The Capitals, Blue Jackets and Flyers can nod their heads knowingly.

The teams with the longest winning streaks this season have for the most part struggled after them, except for Boudreau’s Wild, who are one point back of the top spot in the Western Conference.

Washington has lost 10 of 26 since its nine-game streak, Columbus has lost 15 of 32 since winning 16 in a row and Philadelphia has lost 24 of 36 and fallen out of contention since its 10-game run that now feels like ancient history.

Coach John Tortorella’s Blue Jackets came one victory short of tying the NHL record for the longest winning streak, and on the night it ended, he said he’d judge his team by what came next. It wasn’t always smooth, but Columbus is back playing its game with less than a month until the playoffs begin.

“Two or three weeks ago, we had some struggles, and I thought that was one where I really liked the way the room reacted,” Tortorella said. “They grabbed a hold of themselves and I think they managed that part of the year not to lose three or four in a row.”

The Capitals are trying to grab a hold of themselves after an 0-for-California road trip and their first four-game skid since November 2015. Their home winning streak ended at 15 last week, and their lead over the defending Stanley Cup-champion Pittsburgh Penguins is down to two points.

The comedown from a winning streak is a time-honored hockey tradition that Troy Loney thinks may have cost the 1992-93 Penguins a third straight Stanley Cup. That was the most talented group following back-to-back titles, and it won 17 consecutive games just before the playoffs started. Pittsburgh couldn’t recapture that form and lost in the second round.

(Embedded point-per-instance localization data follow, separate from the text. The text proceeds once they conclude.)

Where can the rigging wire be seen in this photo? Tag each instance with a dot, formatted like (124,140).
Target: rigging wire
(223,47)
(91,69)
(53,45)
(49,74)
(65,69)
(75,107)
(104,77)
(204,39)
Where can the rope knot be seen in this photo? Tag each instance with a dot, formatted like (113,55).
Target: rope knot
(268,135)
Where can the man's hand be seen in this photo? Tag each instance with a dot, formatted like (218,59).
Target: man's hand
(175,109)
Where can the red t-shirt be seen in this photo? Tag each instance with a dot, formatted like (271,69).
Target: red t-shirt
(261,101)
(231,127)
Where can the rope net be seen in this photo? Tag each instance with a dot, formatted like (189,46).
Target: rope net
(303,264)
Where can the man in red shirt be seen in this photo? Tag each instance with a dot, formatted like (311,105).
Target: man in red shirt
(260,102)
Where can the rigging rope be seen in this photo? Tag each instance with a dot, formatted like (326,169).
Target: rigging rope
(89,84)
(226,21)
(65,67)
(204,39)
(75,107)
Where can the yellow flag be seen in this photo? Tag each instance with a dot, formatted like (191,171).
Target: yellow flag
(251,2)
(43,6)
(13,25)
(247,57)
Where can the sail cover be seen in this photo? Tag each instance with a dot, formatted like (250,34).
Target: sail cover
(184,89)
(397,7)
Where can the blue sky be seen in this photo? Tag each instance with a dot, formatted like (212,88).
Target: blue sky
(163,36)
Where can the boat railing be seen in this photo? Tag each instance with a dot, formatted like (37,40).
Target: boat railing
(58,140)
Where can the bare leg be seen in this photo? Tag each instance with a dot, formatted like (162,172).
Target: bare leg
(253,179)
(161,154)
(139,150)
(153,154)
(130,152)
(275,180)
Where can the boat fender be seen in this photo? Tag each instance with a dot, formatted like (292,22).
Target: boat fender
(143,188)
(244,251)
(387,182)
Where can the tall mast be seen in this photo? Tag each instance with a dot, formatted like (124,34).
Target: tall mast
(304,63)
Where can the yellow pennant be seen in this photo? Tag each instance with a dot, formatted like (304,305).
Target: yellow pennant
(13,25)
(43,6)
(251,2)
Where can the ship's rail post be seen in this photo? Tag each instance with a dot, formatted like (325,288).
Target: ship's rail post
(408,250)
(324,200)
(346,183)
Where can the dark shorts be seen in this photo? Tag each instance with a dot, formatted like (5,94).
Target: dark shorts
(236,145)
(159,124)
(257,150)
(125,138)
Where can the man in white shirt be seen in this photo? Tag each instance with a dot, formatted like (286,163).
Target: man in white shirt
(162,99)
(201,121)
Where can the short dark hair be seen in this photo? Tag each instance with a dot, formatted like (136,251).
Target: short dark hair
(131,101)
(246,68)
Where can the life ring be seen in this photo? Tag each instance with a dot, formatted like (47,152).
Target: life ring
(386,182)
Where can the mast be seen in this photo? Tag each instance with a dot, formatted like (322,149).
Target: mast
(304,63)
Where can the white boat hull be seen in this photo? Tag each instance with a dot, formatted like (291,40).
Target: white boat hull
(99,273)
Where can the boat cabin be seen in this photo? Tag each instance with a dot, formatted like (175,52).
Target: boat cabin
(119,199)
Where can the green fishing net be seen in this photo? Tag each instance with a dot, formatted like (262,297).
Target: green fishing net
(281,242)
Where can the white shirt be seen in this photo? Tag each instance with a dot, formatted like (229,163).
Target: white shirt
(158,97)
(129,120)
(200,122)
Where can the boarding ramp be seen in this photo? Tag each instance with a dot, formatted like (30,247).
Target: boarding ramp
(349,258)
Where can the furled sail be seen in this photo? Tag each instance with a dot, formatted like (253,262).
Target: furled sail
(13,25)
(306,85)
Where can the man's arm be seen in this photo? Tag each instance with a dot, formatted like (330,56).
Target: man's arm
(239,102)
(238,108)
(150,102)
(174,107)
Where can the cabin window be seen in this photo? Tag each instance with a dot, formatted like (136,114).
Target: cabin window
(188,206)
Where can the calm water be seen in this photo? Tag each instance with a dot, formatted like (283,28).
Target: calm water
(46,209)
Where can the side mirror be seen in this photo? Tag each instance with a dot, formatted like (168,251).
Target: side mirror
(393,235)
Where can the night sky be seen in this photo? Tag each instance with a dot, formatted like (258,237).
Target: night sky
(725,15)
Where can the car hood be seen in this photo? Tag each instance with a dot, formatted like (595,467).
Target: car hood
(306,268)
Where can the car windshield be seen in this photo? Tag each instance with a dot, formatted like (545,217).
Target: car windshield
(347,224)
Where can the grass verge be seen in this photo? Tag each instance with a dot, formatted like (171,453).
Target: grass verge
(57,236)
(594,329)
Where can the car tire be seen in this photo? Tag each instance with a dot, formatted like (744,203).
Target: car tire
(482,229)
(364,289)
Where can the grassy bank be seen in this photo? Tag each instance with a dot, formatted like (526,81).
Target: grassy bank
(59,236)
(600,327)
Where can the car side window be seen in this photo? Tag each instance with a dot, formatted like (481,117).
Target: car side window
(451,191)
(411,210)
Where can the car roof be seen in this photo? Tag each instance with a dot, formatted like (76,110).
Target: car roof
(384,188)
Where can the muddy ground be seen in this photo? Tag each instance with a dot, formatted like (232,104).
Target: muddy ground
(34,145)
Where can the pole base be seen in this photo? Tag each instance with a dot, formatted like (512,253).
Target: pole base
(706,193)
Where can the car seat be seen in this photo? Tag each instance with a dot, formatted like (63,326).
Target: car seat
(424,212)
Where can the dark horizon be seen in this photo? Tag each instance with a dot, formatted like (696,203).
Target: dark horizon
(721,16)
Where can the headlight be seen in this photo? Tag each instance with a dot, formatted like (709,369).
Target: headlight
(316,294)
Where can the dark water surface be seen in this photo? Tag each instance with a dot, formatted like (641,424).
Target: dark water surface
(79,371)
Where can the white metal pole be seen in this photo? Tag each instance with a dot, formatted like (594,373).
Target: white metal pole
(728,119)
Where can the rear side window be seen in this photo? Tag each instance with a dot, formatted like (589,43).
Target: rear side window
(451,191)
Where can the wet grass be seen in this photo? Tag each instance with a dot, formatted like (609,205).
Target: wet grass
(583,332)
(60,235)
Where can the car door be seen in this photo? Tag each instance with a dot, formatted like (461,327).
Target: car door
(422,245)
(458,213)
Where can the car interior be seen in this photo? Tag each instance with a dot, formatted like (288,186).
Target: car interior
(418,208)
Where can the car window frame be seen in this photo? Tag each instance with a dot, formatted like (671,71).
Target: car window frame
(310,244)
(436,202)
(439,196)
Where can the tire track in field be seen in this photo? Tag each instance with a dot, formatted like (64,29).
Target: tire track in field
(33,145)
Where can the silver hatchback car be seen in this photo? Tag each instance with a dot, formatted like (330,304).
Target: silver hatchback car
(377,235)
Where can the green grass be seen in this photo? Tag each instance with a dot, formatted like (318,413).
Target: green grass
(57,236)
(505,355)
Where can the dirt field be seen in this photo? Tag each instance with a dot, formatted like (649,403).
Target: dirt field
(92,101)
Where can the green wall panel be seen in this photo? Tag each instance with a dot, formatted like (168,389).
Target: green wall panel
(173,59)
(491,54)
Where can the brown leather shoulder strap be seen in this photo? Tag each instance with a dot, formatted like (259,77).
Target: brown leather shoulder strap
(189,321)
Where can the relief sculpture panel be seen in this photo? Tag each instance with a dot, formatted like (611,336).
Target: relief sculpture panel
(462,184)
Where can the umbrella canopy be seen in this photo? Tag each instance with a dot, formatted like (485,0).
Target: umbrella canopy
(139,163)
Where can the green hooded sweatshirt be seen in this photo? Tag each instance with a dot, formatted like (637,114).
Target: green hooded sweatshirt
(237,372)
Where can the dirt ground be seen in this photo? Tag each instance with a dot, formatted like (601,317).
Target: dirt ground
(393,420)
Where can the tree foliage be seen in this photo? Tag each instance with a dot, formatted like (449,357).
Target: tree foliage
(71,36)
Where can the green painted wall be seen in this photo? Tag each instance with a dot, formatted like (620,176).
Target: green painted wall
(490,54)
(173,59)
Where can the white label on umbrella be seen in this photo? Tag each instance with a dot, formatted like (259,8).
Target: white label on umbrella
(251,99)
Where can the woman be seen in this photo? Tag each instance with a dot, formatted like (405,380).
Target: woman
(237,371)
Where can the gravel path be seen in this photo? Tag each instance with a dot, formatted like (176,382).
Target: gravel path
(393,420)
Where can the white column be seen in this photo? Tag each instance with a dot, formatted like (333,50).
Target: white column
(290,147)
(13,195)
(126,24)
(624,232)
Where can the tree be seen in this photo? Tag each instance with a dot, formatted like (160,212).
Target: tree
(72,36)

“It takes a lot emotionally, physically and mentally to ride a streak like that,” Loney said. “We couldn’t find the gear consistently.”


FLYERS 4, PENGUINS 0:  Wayne Simmonds scored his 200th career goal and Steve Mason made 23 saves as Philadelphia beat visiting Pittsburgh.

Sean Couturier, Claude Giroux and Dale Weise also scored for the Flyers, who closed within five points of the idle New York Islanders for the final playoff spot in the Eastern Conference.